What to Do with an Inheritance
What to Do with an Inheritance
For many people, the thought of receiving an inheritance seems like it would be welcome news. But depending on the size and type of the inheritance, managing the windfall can add significant complexity to one’s financial and personal life. And with analysts predicting an unprecedented wealth transfer in the U.S. in the coming years, managing the complexity of an inheritance will impact a substantial number of individuals and families.
The great wealth transfer
Cerulli Associates 1 anticipates approximately $84.4 trillion in wealth transfers will take place between 2021 and 2045. Additional findings from Cerulli include:
- $72 trillion in assets will be transferred to heirs, while $11.9 trillion will be donated to charities.
- $35.8 trillion (42%) of the overall total volume of transfers is expected to come from high-net-worth and ultra-high-net-worth households, which together only make up 1.5% of all households.
Sources: Cerulli Associates, Federal Reserve, U.S. Census Bureau, Internal Revenue Service, Bureau of Labor Statistics, and the Social Security Administration | Analyst Note: Figures in 2020 dollars.
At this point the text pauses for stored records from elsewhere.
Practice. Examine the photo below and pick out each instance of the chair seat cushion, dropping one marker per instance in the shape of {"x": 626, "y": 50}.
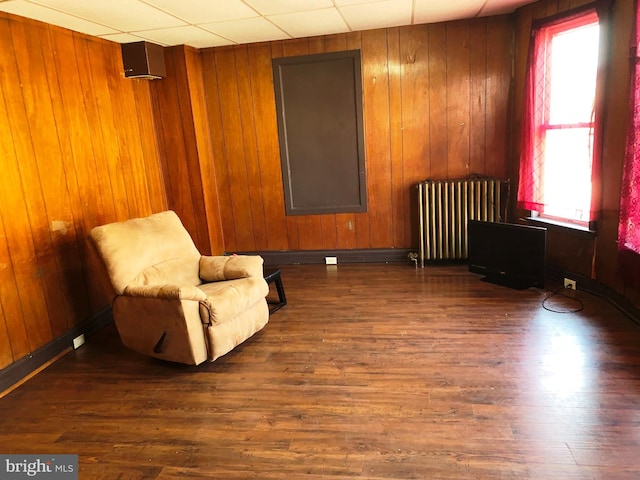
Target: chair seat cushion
{"x": 178, "y": 271}
{"x": 226, "y": 299}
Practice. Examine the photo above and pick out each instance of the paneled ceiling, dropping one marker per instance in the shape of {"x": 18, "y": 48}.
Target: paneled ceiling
{"x": 212, "y": 23}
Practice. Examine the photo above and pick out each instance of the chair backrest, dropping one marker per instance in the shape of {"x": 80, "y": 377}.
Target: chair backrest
{"x": 150, "y": 250}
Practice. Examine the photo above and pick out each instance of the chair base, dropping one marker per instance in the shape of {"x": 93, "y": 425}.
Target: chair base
{"x": 273, "y": 275}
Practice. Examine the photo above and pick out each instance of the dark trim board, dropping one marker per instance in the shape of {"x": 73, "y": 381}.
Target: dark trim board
{"x": 18, "y": 370}
{"x": 294, "y": 257}
{"x": 596, "y": 288}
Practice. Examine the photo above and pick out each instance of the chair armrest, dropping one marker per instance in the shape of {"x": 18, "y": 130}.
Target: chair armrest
{"x": 217, "y": 268}
{"x": 167, "y": 292}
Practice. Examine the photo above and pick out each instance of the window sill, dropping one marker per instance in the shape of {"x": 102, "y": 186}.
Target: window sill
{"x": 561, "y": 226}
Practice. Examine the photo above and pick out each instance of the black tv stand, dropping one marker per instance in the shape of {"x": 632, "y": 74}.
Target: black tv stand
{"x": 507, "y": 282}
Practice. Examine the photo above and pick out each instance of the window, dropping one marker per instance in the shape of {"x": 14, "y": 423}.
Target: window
{"x": 559, "y": 171}
{"x": 321, "y": 132}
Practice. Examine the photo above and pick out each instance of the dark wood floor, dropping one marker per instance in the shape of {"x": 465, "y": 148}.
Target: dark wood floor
{"x": 371, "y": 371}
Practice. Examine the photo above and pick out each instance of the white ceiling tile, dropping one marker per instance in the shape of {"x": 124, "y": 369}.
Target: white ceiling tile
{"x": 306, "y": 24}
{"x": 122, "y": 37}
{"x": 124, "y": 15}
{"x": 205, "y": 11}
{"x": 47, "y": 15}
{"x": 428, "y": 11}
{"x": 188, "y": 35}
{"x": 246, "y": 31}
{"x": 341, "y": 3}
{"x": 276, "y": 7}
{"x": 498, "y": 7}
{"x": 388, "y": 13}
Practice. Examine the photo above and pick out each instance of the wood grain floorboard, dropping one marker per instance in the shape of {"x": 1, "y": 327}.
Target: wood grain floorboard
{"x": 370, "y": 371}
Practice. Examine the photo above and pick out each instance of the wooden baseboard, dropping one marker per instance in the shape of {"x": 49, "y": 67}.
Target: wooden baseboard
{"x": 20, "y": 370}
{"x": 596, "y": 288}
{"x": 294, "y": 257}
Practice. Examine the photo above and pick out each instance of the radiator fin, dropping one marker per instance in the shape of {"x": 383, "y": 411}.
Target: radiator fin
{"x": 444, "y": 210}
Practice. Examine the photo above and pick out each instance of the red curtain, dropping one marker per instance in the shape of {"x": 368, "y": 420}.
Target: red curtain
{"x": 532, "y": 146}
{"x": 629, "y": 227}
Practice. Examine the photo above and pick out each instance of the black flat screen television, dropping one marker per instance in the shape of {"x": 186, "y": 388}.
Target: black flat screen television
{"x": 508, "y": 254}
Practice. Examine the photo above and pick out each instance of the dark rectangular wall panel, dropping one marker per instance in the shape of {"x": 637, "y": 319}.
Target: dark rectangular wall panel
{"x": 321, "y": 134}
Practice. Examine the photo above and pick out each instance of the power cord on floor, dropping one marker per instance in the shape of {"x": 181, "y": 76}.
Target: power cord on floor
{"x": 559, "y": 292}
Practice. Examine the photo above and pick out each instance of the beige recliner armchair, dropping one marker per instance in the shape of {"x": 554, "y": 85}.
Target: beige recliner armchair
{"x": 170, "y": 301}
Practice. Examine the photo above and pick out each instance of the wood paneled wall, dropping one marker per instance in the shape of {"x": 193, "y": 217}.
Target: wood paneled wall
{"x": 77, "y": 149}
{"x": 185, "y": 148}
{"x": 436, "y": 105}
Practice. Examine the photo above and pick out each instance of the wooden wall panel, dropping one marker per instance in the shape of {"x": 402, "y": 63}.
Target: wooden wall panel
{"x": 71, "y": 159}
{"x": 202, "y": 129}
{"x": 426, "y": 114}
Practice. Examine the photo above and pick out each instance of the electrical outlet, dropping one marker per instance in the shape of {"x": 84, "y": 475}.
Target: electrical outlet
{"x": 78, "y": 341}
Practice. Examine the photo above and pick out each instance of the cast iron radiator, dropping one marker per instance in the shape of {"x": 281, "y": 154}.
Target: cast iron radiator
{"x": 444, "y": 209}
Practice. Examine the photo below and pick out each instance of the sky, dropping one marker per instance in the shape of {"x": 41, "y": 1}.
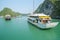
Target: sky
{"x": 22, "y": 6}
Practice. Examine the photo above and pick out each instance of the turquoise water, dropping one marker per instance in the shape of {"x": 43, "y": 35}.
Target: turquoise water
{"x": 20, "y": 29}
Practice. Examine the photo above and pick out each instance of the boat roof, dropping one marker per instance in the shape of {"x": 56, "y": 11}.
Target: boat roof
{"x": 41, "y": 14}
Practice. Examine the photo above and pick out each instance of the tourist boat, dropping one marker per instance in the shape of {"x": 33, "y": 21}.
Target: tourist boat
{"x": 42, "y": 21}
{"x": 7, "y": 17}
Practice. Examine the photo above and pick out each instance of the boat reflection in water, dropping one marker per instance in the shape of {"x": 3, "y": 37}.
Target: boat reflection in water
{"x": 42, "y": 21}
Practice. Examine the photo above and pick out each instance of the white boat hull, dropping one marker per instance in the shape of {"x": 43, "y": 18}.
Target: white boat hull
{"x": 46, "y": 25}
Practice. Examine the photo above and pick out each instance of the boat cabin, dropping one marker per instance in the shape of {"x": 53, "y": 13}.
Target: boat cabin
{"x": 39, "y": 18}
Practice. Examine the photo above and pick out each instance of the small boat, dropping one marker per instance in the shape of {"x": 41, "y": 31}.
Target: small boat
{"x": 7, "y": 17}
{"x": 42, "y": 21}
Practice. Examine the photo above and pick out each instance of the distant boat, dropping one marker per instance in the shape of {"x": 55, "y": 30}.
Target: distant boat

Totals represent the transfer for the five-year increment indicated (not cumulative).
Preparing for the Windfall
Having a proper plan in place is key to effectively managing an inheritance and helps to ensure financial security for future generations. Finding a wealth advisor experienced in the complexities of an inheritance, who can act as your “quarterback,” coordinating resources and additional legal, accounting, tax, and other professionals involved can help to make the process much smoother. Once you have your team in place, your advisor can help you determine the best options for managing your entire financial picture.
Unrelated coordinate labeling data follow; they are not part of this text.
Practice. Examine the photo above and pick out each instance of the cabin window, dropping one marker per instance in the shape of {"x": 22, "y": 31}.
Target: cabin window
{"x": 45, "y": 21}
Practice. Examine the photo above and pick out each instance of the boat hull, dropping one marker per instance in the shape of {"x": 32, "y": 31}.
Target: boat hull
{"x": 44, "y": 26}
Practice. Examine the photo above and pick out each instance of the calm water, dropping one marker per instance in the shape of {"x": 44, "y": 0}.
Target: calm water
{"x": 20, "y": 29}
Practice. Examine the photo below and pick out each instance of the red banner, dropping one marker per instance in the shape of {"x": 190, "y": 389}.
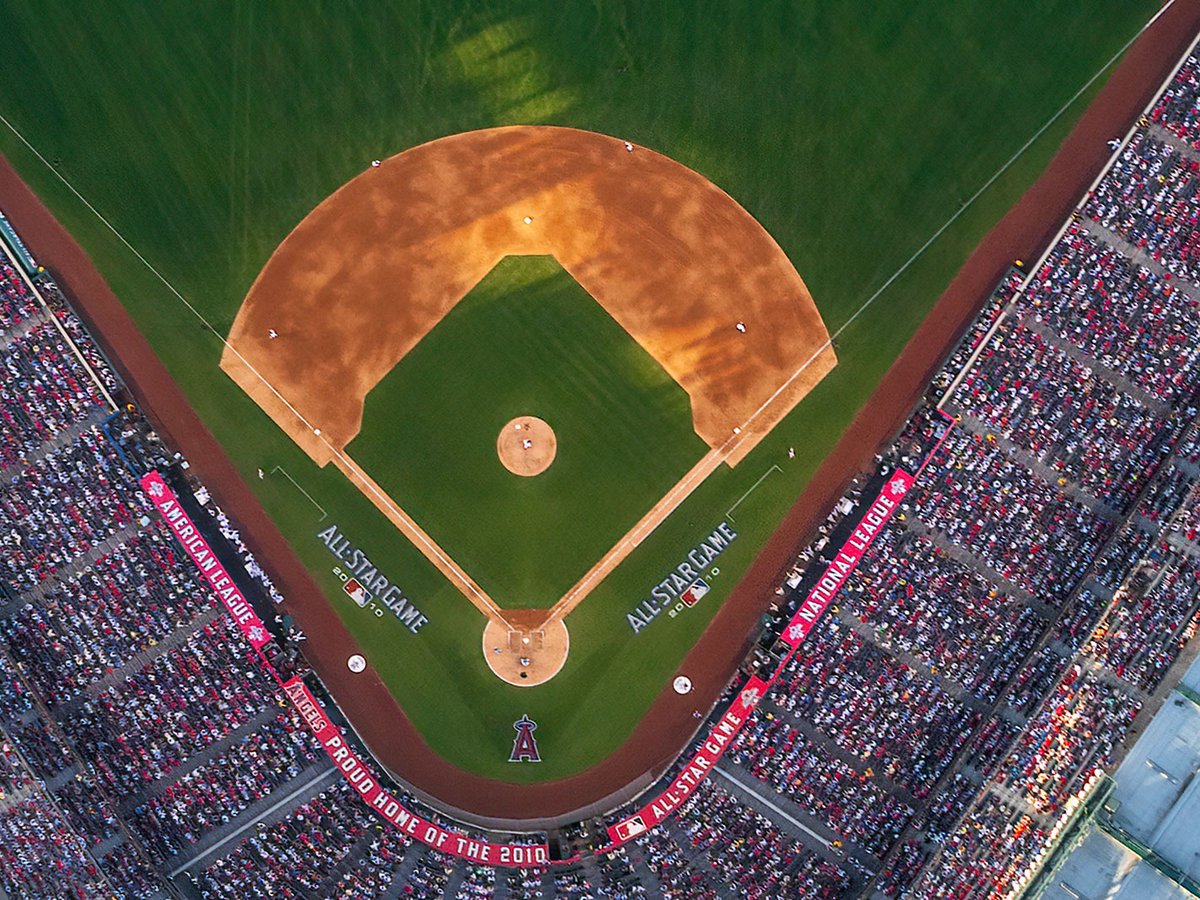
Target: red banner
{"x": 697, "y": 768}
{"x": 167, "y": 504}
{"x": 387, "y": 807}
{"x": 798, "y": 628}
{"x": 847, "y": 558}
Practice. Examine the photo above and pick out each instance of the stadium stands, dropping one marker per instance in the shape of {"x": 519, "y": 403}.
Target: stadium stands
{"x": 996, "y": 643}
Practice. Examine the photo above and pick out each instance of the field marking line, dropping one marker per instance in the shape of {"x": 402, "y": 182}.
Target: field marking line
{"x": 420, "y": 539}
{"x": 733, "y": 442}
{"x": 833, "y": 337}
{"x": 283, "y": 472}
{"x": 642, "y": 529}
{"x": 729, "y": 513}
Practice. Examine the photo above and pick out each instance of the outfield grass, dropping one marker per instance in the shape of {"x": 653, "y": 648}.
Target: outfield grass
{"x": 527, "y": 341}
{"x": 851, "y": 130}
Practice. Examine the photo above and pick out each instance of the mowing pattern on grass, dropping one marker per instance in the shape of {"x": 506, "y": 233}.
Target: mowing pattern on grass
{"x": 850, "y": 131}
{"x": 527, "y": 340}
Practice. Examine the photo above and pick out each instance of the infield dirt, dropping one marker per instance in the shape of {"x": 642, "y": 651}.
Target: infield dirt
{"x": 669, "y": 724}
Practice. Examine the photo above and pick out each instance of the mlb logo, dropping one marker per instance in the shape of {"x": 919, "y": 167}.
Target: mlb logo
{"x": 631, "y": 828}
{"x": 358, "y": 593}
{"x": 694, "y": 592}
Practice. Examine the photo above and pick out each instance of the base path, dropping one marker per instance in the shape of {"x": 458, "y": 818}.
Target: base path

How to allocate your inheritance
While everyone’s personal circumstances are different, there are a few key options to consider when receiving an inheritance:
- Give back – An inheritance can help you advance your charitable giving goals, allowing you to give back to your community or to a cause that you care about deeply. Having a sound financial plan that identifies these goals is the first step.
- Pay down your debt – Paying down your debt can help strengthen your financial position. Not all debt is created equal, however, and not all debt is necessarily bad. Your advisor can help you determine which sources of debt to address first and how much of your inheritance is prudent to utilize.
- Save for higher education – As the costs of tuition at most U.S. universities and colleges continue to rise, if you have children, saving for higher educational expenses is likely part of your overall plan. An inheritance is an opportunity to help achieve this goal. 529s or Coverdell ESA plans are effective education savings options to consider. Each plan has distinct characteristics, and your financial advisor will work with you to identify the most appropriate option for you.
- Invest for the long term – Your financial plan should include a prudent investment strategy tailored to your goals, and receiving an inheritance should not disrupt that strategy, although your advisor can help you determine if it needs to be adjusted based on your new financial position. Ideally, a portion of your inheritance can be invested to help you reach your long-term goals even faster.